The Same and Different
There are things that I want for those I care about. I want meaningful and thriving careers for others, just as much as I’ve wanted that for myself. I want health and well-being for others, as much as I want it for me. I want connection and meaning for others, just as much as I want that for my own life. Fortunately, what most of us want is pretty similar. The differences are in how we go about it and what career, health, well-being, connection and meaning look like, sound like, and feel like to each of us as unique beings. Judgement comes in because our methodologies and expressions differ.
Support or Pressure
I am keenly aware that what I want for others is connected to what I want for me and that what others want for me is often what they want for themselves. The reality is that while what others want for us can be and feel supportive, it can also be experienced as pressure. It is one thing to let ourselves down and a whole other thing to bear the burden of other people’s expectations.
Managing Conflict
Healthy boundaries in therapy, just like healthy boundaries in life, involve a delicate dance between wanting good for others in a manner that supports them without usurping the expressed and unexpressed wants that are unique to them. In other words, just because I want “x,y, or z” for you…that does not mean you want the same. The way I cope and the way you cope are likely different. The way I express faith and the way another expresses it may be different. Difference can be experienced as a gateway to conflict, whether that conflict is internal or interpersonal.
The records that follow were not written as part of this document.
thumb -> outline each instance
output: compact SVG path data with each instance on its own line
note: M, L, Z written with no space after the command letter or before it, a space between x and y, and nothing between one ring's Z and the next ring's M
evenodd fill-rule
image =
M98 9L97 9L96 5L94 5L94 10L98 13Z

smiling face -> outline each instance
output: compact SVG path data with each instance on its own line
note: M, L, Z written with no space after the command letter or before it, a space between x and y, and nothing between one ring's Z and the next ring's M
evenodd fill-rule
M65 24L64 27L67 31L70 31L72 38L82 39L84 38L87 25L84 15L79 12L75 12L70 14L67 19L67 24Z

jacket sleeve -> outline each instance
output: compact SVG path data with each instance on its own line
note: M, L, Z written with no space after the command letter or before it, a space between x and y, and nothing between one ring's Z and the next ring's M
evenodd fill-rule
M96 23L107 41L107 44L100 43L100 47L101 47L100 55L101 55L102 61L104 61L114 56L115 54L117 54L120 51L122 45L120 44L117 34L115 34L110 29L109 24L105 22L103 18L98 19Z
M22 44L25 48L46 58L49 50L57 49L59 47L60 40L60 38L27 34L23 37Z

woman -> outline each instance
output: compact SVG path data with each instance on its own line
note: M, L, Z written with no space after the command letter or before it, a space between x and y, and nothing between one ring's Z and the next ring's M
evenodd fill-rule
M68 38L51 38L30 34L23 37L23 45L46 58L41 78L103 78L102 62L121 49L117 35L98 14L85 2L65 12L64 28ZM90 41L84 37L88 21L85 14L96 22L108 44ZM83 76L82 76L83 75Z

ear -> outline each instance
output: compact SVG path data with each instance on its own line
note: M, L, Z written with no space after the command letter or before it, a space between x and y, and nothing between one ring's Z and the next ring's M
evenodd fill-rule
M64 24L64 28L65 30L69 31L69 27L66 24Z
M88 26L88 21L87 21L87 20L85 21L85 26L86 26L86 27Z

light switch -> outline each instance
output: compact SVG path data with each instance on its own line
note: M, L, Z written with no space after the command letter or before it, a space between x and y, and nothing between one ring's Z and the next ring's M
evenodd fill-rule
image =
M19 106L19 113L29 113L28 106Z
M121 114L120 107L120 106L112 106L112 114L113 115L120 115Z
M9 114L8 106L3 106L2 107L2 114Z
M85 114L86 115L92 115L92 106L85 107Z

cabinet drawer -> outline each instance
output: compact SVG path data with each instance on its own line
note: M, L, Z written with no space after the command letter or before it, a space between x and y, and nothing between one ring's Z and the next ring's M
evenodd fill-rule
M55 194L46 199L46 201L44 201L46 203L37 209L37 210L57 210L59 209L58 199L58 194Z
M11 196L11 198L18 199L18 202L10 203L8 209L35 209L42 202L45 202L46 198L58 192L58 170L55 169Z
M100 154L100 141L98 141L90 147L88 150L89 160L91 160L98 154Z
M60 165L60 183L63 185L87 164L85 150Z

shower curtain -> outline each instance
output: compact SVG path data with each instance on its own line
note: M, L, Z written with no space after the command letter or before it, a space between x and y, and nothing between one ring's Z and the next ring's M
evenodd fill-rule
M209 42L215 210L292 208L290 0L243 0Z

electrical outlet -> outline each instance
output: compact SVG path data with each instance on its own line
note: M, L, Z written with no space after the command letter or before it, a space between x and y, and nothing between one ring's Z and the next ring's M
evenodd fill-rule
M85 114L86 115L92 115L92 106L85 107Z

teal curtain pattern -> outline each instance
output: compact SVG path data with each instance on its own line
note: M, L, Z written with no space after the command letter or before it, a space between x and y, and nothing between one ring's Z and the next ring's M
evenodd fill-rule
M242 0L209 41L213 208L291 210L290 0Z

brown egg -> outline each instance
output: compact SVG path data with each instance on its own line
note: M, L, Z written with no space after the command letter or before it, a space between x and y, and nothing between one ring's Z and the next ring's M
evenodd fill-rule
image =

There is nothing wrong with difference or conflict. The biggest challenge is in the way it is expressed or the lack thereof.
Healthy Relationships
More than anything we want to be understood and seen for who we are and what is unique to us. “Good therapy,” like “good relationships,” involves a healthy level of acceptance and challenge. Challenge involves expressed expectations and limits. Many people fear that setting limits signals the end of a good relationship. I have found that when limits are set, it signals the beginning of the best of what is possible between people walking alongside one another.